The Courage to Talk
Several years ago, supporting a budget which increased state spending by a whopping 17%, Lou Greenwald, the Democratic Chairman of the Budget Committee, rose on the floor of the Assembly, exhorting his sleepy colleagues (it was about 3 AM) to find "the courage to spend".
To all appearances, the Democrats never wanted for "courage" when it came time to spend other people’s money. Of late, they’ve even developed the "courage to tax", increasing every tax imaginable over the past five years, solidifying New Jersey’s unfortunate status as the most heavily taxed state in the nation.
Given their history, it’s difficult to take Democratic professions of concern over high taxes as anything more than rhetoric. Recall a few years back, when Governor Codey assumed the podium before the assembled State pooh-bahs to deliver the State of the State. The outlook, Hizonor proclaimed, was bleak. Codey observed that the state was broke, noted that the ever increasing costs of public pensions and benefits threaten fiscal disaster, and, akin perhaps to Bill Clinton, contended that the era of Big Government is over.

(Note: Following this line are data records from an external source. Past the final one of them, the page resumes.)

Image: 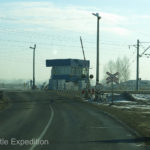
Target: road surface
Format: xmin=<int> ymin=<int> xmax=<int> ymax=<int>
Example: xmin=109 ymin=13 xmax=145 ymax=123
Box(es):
xmin=0 ymin=91 xmax=144 ymax=150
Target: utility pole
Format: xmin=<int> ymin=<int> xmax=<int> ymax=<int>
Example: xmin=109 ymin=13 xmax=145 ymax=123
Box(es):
xmin=93 ymin=13 xmax=101 ymax=85
xmin=136 ymin=40 xmax=140 ymax=91
xmin=80 ymin=36 xmax=86 ymax=60
xmin=30 ymin=44 xmax=36 ymax=90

And, then, having accurately described the issues confronting the State, Codey did precisely nothing to address them, and rode that inaction to a crest of public popularity.
Alas, it appears that the lesson the Dems learned from Codey’s experience is that if they openly and honestly admit the existence of an undeniable problem, their popularity soars, despite blithely continuing exactly the same policies which produced the crisis in the first instance. The majority makes headlines daily, receiving a media bye, for having the "courage to talk".

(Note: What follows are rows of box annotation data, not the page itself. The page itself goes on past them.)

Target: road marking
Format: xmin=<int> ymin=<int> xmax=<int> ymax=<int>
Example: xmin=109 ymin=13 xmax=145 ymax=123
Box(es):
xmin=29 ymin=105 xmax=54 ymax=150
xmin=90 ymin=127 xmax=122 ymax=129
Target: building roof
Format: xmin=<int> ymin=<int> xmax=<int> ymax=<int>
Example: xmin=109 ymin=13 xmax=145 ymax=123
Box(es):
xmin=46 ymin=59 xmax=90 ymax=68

But, heretofore, they have demonstrated absolutely no courage to act.
A cynic -- and I know one -- might assert that it’s all well choreographed political theater. Having gone through the exercise of talking about the problem, and entertaining the fiction that spending might actually be cut, (even sending Senator Sweeney out to encourage the view that curtailing outrageous public sector benefits is thinkable) the Dems will (with expressions of heartfelt sorrow) conclude that virtually every nickel of spending must be preserved (perhaps with some window dressing "cuts"), necessitating a large income tax increase on those "rich" folks making $50,000 per year or so. The Guv, despite his oft-stated aversion to income tax hikes, will cluck that he was forced into it by the Legislature.

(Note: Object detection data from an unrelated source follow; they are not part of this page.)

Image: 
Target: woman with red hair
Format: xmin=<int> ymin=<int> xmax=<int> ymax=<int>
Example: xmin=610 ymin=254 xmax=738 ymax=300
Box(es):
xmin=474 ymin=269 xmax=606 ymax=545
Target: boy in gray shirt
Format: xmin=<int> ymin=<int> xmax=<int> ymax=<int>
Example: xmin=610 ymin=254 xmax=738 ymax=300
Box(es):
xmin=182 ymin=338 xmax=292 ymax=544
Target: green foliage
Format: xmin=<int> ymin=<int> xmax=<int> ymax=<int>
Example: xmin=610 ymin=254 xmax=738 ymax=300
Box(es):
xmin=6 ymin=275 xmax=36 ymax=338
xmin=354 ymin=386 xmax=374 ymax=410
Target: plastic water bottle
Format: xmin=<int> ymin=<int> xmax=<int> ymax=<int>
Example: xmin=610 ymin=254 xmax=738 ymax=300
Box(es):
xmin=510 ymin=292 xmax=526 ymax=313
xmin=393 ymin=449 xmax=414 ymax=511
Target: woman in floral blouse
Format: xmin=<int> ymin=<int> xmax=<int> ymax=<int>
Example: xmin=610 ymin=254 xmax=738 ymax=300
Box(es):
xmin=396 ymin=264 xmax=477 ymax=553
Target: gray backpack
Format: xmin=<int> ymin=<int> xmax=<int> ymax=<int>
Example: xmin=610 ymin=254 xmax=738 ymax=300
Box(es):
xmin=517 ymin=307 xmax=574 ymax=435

Are the Dems serious about even considering spending cuts? Recollect that the constitutional convention proposal which passed the Assembly last term expressly forbade any consideration of spending cuts, despite the Majority’s oft-repeated contention that "everything was on the table". If cutting spending is the price which must be paid for property tax reform and relief -- and it is -- that’s a price the Dems have repeatedly been unwilling to even consider. If history is any example, their present willingness to talk simply represents grist for the media, providing cover for the inevitable income tax hikes on those misbegotten "rich" when no other "solutions" can be effected.
To reiterate, any property tax reform package which receives anything other than the undying enmity of the NJEA, the CWA, urban schools, and other assorted Spending Interests simply isn’t worth fussing over.
Talk is great; it’s taken five years to get the Dems to even permit a discussion on the subject. And an honest discussion it might yet turn out to be. But, ultimately, property tax reform/relief can only be achieved by substantial spending cuts. Those cuts will inevitably strike at the heart of the Democratic constituencies among public sector unions and urban districts. I remain persuaded that forced to choose between providing real property tax reform/relief, and maintaining the massive spending status quo, the Dems will opt for the latter.
I hope they prove me wrong, but it simply strikes me that if they were serious about property tax reform, they’d be Republicans.